Good point on the food and clothing. I’ve always found / made the time to bargain shop, but it’s much easier when not pressed for time.
I have mentioned dropping costly insurances in posts on financial independence, but didn’t repeat them here. I guess I see those as costs that are connected to not being financially independent, and not directly related to retiring. I dropped both a few years ago when I realized I was FI. No need to wait until retired.
Some commutes include tolls too!
I was going through a box of old cards and letters, and my grandparents were going to visit people all the time! I’m not sure what that did for their car expenses, as they spent their working careers in New York city, walking or using public transport for their commutes.
Part of my ideal job would be flexibility to work from home 1+ days a week, to avoid the commute. I have had a few chances to do so with this job (snow day, day before a holiday to extend my long weekend without taking a vacation day), and I feel more productive. Plus I like the coffee here better, and don’t have to over hear some ridiculous gossip like I did yesterday. (I’m baffled how some people get work done when they seem to be talking to someone else about not work topics for so long.)
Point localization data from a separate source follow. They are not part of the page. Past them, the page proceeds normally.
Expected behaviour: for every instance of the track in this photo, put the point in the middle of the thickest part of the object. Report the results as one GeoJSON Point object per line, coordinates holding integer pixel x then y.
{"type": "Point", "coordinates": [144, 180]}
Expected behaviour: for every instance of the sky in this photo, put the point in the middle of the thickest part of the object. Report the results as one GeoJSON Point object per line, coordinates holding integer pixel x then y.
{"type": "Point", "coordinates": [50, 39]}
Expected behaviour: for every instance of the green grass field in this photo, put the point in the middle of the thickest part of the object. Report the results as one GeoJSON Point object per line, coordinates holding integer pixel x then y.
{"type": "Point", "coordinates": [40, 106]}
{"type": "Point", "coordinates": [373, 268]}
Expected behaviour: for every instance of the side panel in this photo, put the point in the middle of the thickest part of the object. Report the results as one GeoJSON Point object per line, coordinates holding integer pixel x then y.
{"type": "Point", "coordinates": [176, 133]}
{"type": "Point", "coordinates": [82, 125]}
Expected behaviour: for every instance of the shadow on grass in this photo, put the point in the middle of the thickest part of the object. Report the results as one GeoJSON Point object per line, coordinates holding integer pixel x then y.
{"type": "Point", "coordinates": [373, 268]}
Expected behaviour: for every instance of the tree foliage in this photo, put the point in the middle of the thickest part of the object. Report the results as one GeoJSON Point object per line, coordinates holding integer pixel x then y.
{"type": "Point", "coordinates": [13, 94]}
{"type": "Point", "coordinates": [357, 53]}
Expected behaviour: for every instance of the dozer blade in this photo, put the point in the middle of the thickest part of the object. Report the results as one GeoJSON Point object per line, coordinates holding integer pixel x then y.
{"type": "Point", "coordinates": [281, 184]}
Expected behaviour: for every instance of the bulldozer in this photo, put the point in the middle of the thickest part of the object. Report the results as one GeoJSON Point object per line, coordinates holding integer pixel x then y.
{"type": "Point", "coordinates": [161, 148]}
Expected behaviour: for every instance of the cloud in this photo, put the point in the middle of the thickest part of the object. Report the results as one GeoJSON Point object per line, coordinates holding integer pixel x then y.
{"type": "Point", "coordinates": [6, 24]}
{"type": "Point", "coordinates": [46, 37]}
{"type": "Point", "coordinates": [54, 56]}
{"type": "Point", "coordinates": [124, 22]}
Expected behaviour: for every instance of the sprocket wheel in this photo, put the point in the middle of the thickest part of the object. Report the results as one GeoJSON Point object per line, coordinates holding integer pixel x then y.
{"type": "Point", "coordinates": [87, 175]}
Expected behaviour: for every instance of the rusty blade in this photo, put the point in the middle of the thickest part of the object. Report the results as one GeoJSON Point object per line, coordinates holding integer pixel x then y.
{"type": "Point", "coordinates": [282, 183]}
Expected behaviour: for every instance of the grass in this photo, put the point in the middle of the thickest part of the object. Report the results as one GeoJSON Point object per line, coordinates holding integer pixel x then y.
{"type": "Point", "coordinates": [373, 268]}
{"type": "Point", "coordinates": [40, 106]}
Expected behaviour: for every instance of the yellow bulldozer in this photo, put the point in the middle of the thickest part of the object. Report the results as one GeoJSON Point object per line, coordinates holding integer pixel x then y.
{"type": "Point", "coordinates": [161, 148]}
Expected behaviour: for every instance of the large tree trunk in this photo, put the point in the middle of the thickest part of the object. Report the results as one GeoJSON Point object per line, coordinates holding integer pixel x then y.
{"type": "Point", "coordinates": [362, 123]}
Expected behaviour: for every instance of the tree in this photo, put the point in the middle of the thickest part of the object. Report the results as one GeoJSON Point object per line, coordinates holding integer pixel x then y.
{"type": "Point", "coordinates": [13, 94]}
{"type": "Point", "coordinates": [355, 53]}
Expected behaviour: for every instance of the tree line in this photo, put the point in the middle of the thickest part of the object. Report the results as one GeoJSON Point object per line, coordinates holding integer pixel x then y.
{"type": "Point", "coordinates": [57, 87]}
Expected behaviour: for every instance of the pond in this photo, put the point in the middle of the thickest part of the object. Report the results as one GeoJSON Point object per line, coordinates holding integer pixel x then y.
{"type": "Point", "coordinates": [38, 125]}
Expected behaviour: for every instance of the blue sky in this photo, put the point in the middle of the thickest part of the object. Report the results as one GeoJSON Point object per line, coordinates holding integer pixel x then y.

Tolls. What a drag. That’s another one we don’t deal with here Up North. I pay enough in state income tax to build miles of roads, so I guess I pay in one way or another.
Cheers to earning money from home!
Yes, our expenses would significantly go down if we were to RE:
-Second car: Maintenance, insurance, gas
-Time & money wasted commuting 900hrs/yr
Life would be great!
That’s an expense our family hasn’t experienced — only one parent has to be home / retired to eliminate that expense. Fortunately, that’s been the setup for us all along.
That’s a heck of a mortgage, by the way. Did I mention we bought our cabin for $15,400? I can’t imagine life in the city.
Perhaps not a huge one, but depending on your line of work, the cost of ongoing professional development and licensing would go down.
I’ll be jumping for joy once the kids are in college and hopefully contributing half of their expenses.
I’m interested to see what you have in your upcoming Top 5! I know my travel expenses would start rising quickly. 🙂
Spoiler alert! You figured out one of the five already. There are ways to travel more affordably, but we anticipate doing a lot more of it. In fact, we already are traveling more now that I’m down to part-time work.
Stay tuned for a post next week on what we were up to the last three weeks!
Good call on licensing and development. My employer reimburses me for those expenses, but for those in private practice or other fields, that’s a big one.